Al poco de haber puesto el pie en la desnuda tierra, algo me indicó que la cosa no iba bien.

Por el rabillo del ojo podía ver cómo fugaces sombras se movían confundiéndose con la oscuridad que los últimos estertores de luz no llegaban a iluminar. Un escalofrío de temor me recorrió el cuerpo entero. Imaginaciones mías que, por inverosímiles, deseé fervientemente que fueran realidad. 

Intenté acelerar el paso. No pude. El miedo me había bloqueado. 
De repente, un sonido seco a mis espaldas, como el de quien pisa el suelo con toda la fuerza de la gravedad.

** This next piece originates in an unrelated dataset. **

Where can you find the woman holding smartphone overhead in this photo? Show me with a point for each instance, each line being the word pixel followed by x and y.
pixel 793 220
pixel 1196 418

Me giré con toda la lentitud que el terror de sentirse la presa ante un despiadado depredador me permitió. Y allí estaba, quieto, mirándome impertérrito con sus ojos fríos como el hielo sin el menor atisbo de misericordia y amenazándome con su puntiaguda y acerada arma. Se dirigió hacia mí.

El grito más horrendo jamás sentido no salió de mi paralizada boca.

Reaccionando mucho más rápido de lo que yo mismo esperaba, conseguí refugiarme y ponerme a cubierto pero, para mi despiadado atacante, yo era el objetivo. Y no me iba a dejar escapar así como así. Me ha visto. ¡Me ha visto!

El improvisado bastión temblaba por todos sitios. Los tremendos golpes que recibían las, en principio, sólidas paredes no hacían presagiar nada bueno. Acabará entrando. Acabará conmigo. Tengo miedo. Tengo pavor.

Sonó un crujido. El fin.

El pequeño zorzal había conseguido, finalmente, un caracol que llevar a su hambrienta prole.